This will give you an s2p file containing the s-parameters of the circuit. You can then add some microstrip to the circuit (to mimic a basic test fixture) and then experiment with ways to de-embed the microstrip to shift the reference plane back to the pins of the transistor.

[dmowziz]

@David @Jeremy

Please how can one learn the most to become an expert in Electronics...

I usually find myself spending so much time on the math before soldering.
Thinking maybe should solder alot of circuits to gain mastery.

Please what method to become an expert someday

Thanksss... and sorry, abit off topic.


Thank you sirs

[G0HZU_JMR]

Things are very different today compared to when I was a student so maybe I'm not the one to give the best advice in 2022. However, I'd always recommend to study the basics about how EM waves propagate through networks. This doesn't mean you have to master Maxwell's equations but just be aware of how this happens. I'd also recommend to spend a lot of time studying lumped components to master how they behave (and misbehave) at various RF frequencies. I'd always recommend using a good RF simulator as a learning tool. I wanted the (Circuit Busters) Eagleware simulation tools more than I wanted the exotic RF test gear at work. Today there is a lot of choice for free simulation tools and lots of decent new/used RF test equipment at low prices.

See below for a GMAX and K plot of a 2N3904 BJT that I measured recently with a VNA. This is a transistor we are all familiar with. This shows some of the information that can be taken from a single VNA derived plot.
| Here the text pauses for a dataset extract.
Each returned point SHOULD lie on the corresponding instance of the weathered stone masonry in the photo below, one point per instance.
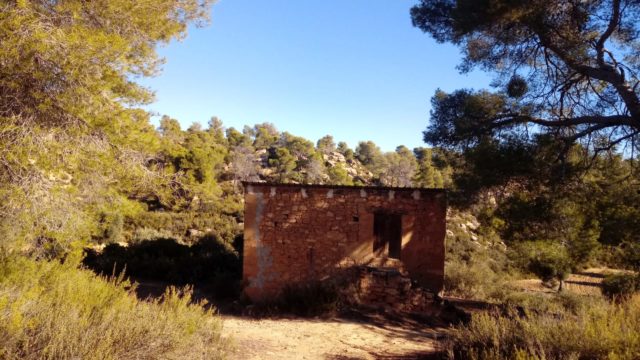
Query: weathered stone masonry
(298, 233)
It shows that at this bias point of 10Vce and 10mA Ic this jellybean BJT can produce about 25dB power gain at 50MHz (with K>1) it can produce 15dB power gain at 145MHz and about 8dB gain at 433MHz. The K curve dips below 1 at about 1GHz and so this transistor can go unstable and oscillate up at 1GHz . That's a lot of useful info about this common transistor from just one plot.

If you look closely, the strange kinks in the GMAX plot occur each time K passes through 1 and this is normal. GMAX can be thought of as the maximum power gain that can be achieved from the transistor whilst maintaining K>1.

[dmowziz]

I've "seen" what you do. Learning from you will be great

Thanks for the advice

The K and GMAX, is the equation to get them the one on page 196 of ITRFD ?

Using S Parameters.

Please can you share the s2p file? Will like to compare with what I'll measure

Thankss

[G0HZU_JMR]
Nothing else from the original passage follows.